Sam Merrill, a representative of Quaker Voice on Washington Public Policy, testified in support of the bill saying that it would simplify the process of restoring rights to citizens.
James Paribello of the Washington Voting Justice Coalition testified in support of the bill saying, “The Voting Justice Coalition strongly believes in the restoration of voting rights for those persons released from the department of corrections as the next move towards a more just society.”
HB 1698 would require presidential candidates to release their federal income tax returns 63 days before the primary.
Sponsored by Democratic representatives only, the bill would require at least the last five years of tax returns and would allow the secretary of state to redact confidential information.
If candidates do not comply they would not appear on the primary ballot.
Jay Jennings, from the office of the Secretary of State, testified that the bill could be seen as an attempt to amend the U.S. Constitution through state law and would probably result in significant legal action.
Carol Butterfield, of Seattle, read a statement in support of the bill written by Jeffrey M. Feldman, an attorney and professor at the University of Washington Law School. In Feldman’s statement, he implied that this is a legal action that would hold up in court.
Citizen activist Sue Edwards, who in 2017 wrote Initiative 912, which never advanced to appear on a ballot but required the same thing as HB 1698, testified in support of the bill.
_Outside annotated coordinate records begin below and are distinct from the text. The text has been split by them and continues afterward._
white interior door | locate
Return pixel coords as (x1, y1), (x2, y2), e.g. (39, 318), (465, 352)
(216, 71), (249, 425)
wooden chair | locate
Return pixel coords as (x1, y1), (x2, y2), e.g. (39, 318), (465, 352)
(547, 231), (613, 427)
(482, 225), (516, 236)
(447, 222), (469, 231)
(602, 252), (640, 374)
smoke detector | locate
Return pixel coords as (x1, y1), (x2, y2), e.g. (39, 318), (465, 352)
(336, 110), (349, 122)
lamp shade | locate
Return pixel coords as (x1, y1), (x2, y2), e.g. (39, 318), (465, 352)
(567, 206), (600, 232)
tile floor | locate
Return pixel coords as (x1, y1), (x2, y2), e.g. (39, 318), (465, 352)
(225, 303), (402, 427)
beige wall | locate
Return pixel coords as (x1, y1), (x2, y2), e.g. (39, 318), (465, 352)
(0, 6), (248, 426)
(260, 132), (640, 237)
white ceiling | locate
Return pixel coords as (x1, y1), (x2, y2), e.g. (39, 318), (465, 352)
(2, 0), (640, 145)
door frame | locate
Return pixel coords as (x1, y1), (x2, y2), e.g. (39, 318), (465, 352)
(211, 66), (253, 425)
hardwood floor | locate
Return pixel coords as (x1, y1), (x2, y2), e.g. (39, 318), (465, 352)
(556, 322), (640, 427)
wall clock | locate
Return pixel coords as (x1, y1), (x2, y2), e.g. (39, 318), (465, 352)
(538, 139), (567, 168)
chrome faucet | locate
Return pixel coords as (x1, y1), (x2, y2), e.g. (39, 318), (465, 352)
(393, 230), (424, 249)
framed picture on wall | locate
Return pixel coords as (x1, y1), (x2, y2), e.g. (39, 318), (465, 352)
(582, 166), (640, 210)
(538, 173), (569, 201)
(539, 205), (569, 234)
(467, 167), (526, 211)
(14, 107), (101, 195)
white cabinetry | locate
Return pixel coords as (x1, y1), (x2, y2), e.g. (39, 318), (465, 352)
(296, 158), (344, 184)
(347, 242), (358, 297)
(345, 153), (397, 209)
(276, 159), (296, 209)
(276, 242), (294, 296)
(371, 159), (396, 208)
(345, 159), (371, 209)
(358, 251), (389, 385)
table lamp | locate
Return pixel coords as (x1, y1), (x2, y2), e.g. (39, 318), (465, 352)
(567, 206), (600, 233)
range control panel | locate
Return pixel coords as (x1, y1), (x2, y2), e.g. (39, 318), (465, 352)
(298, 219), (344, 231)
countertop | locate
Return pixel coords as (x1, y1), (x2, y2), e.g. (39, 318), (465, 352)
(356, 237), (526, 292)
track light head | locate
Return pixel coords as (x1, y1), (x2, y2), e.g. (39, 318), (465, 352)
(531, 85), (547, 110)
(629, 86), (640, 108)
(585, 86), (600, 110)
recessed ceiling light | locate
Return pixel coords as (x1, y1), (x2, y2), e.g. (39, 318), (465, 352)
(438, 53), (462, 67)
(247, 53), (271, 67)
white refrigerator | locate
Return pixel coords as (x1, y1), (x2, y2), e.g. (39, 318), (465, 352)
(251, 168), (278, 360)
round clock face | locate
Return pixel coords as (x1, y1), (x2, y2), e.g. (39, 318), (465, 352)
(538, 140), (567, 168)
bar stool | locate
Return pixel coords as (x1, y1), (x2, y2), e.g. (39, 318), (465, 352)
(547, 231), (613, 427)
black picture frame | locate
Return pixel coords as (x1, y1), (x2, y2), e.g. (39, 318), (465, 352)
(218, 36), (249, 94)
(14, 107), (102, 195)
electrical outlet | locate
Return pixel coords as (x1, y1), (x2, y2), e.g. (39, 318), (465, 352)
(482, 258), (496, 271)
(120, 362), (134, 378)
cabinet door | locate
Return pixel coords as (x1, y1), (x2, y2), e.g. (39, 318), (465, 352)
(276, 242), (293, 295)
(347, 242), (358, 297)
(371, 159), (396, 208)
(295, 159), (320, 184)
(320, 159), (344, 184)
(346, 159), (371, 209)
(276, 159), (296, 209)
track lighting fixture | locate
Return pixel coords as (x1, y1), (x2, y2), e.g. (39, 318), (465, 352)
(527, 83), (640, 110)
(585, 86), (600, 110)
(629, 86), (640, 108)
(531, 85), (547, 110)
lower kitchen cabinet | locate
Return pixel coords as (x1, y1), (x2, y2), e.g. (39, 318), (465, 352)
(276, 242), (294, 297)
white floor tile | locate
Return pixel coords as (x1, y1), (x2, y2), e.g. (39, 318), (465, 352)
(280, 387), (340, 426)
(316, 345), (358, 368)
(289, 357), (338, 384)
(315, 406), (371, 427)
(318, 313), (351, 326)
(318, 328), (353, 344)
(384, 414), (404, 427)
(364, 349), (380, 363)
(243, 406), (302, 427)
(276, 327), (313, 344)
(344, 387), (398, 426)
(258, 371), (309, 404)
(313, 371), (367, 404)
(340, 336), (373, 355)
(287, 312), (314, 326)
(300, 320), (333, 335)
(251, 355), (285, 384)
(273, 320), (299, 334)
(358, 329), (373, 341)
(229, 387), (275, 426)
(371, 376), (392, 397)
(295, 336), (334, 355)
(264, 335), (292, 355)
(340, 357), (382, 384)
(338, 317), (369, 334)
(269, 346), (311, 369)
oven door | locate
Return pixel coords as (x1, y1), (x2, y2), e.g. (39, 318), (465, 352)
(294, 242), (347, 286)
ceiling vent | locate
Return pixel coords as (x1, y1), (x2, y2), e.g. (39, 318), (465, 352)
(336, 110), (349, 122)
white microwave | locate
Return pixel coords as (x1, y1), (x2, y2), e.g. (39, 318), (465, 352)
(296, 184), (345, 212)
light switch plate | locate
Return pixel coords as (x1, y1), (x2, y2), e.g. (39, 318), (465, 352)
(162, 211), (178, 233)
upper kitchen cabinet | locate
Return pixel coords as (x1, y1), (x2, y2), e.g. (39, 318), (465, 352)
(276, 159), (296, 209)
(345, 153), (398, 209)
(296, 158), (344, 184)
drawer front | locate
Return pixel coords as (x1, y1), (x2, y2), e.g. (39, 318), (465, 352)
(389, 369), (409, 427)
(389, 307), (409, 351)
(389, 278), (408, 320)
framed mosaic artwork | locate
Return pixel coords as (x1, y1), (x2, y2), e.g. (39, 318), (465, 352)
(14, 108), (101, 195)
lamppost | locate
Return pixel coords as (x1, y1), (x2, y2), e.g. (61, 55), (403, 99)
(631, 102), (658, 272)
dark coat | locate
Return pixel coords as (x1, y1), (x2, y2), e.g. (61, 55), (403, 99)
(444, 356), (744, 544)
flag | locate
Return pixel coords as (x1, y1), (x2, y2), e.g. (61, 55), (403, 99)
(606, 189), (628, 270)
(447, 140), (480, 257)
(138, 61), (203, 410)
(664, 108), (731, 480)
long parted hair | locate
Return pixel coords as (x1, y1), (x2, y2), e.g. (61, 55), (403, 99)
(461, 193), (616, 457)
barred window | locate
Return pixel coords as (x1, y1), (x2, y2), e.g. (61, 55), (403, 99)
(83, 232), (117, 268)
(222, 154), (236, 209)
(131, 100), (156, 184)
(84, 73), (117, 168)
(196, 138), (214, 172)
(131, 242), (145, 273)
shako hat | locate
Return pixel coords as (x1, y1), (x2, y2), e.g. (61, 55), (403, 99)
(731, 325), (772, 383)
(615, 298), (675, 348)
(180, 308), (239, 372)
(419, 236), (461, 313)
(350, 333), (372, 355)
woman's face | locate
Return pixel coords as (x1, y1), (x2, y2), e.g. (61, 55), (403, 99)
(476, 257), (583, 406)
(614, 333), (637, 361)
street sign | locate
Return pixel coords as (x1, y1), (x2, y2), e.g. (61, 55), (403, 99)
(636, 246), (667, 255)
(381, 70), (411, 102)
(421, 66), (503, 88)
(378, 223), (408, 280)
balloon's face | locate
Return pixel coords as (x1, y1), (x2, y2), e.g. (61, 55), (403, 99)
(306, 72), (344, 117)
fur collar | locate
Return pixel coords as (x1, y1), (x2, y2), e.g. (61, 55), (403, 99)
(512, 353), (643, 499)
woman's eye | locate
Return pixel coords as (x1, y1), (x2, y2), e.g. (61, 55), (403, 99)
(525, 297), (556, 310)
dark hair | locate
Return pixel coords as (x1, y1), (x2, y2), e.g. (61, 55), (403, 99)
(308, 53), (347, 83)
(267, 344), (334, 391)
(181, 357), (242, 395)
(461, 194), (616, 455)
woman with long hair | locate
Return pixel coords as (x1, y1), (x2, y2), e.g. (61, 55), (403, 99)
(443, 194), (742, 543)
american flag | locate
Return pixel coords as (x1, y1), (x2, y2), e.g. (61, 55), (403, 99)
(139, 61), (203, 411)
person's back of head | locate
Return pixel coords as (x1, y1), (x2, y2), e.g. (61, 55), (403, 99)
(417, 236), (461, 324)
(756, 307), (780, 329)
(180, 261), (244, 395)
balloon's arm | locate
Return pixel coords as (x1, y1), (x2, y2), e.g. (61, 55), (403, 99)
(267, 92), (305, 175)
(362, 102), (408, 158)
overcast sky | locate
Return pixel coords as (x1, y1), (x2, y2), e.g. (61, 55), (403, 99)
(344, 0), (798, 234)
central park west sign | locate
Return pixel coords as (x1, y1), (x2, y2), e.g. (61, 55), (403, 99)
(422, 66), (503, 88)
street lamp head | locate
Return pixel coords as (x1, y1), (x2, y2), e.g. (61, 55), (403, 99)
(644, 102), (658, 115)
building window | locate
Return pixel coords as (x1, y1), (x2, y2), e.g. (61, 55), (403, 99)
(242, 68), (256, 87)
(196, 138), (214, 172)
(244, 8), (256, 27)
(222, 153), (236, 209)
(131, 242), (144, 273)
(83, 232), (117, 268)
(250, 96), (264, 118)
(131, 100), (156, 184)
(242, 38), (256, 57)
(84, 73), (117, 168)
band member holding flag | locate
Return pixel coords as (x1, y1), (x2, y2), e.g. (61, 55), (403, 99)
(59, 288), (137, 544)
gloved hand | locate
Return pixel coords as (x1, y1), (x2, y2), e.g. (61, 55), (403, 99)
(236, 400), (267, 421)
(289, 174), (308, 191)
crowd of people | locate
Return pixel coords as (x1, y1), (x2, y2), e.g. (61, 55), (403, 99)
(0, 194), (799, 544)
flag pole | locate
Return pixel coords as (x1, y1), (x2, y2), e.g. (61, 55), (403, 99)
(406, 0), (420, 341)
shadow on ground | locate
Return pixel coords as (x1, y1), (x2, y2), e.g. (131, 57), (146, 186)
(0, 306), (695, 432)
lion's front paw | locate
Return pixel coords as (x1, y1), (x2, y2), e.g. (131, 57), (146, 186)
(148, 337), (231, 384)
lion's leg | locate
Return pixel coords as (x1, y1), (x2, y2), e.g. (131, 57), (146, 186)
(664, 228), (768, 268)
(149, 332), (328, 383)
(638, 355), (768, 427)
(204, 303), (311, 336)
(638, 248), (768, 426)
House Joint Memorial 4004 asks the U.S. Congress and the president to call a convention of states to amend the constitution to limit independent political spending on campaigns.
The Supreme Court’s ruling in the Citizens United vs. Federal Election Commission case in 2010 removed restrictions on spending that “resulted in the unjust influence of powerful economic forces,” according to the memorial. Rep. Marcus Riccelli, D-Spokane, is the prime sponsor.
The bill has no Republican sponsors.
Rep. Sherry Appleton D-Poulsbo, noted that there have been a significant number of requests for a convention in the past and one has yet to happen.
A request for a convention must be made by two-thirds of the states on the same subject for a convention to be called.
Mike Monetta, the national director of Wolf-PAC, an organization working to amend the constitution on the issue, testified in support of the resolution.
Seattle resident Stephen Richter testified in opposition of the bill.
Richter said he is fearful that a convention of states would turn into a “runaway convention” making changes not relevant to the purpose of the convention.
Testimony on the memorial continued for almost an hour. HJM 4004 was scheduled for executive session on Tuesday, Feb. 19.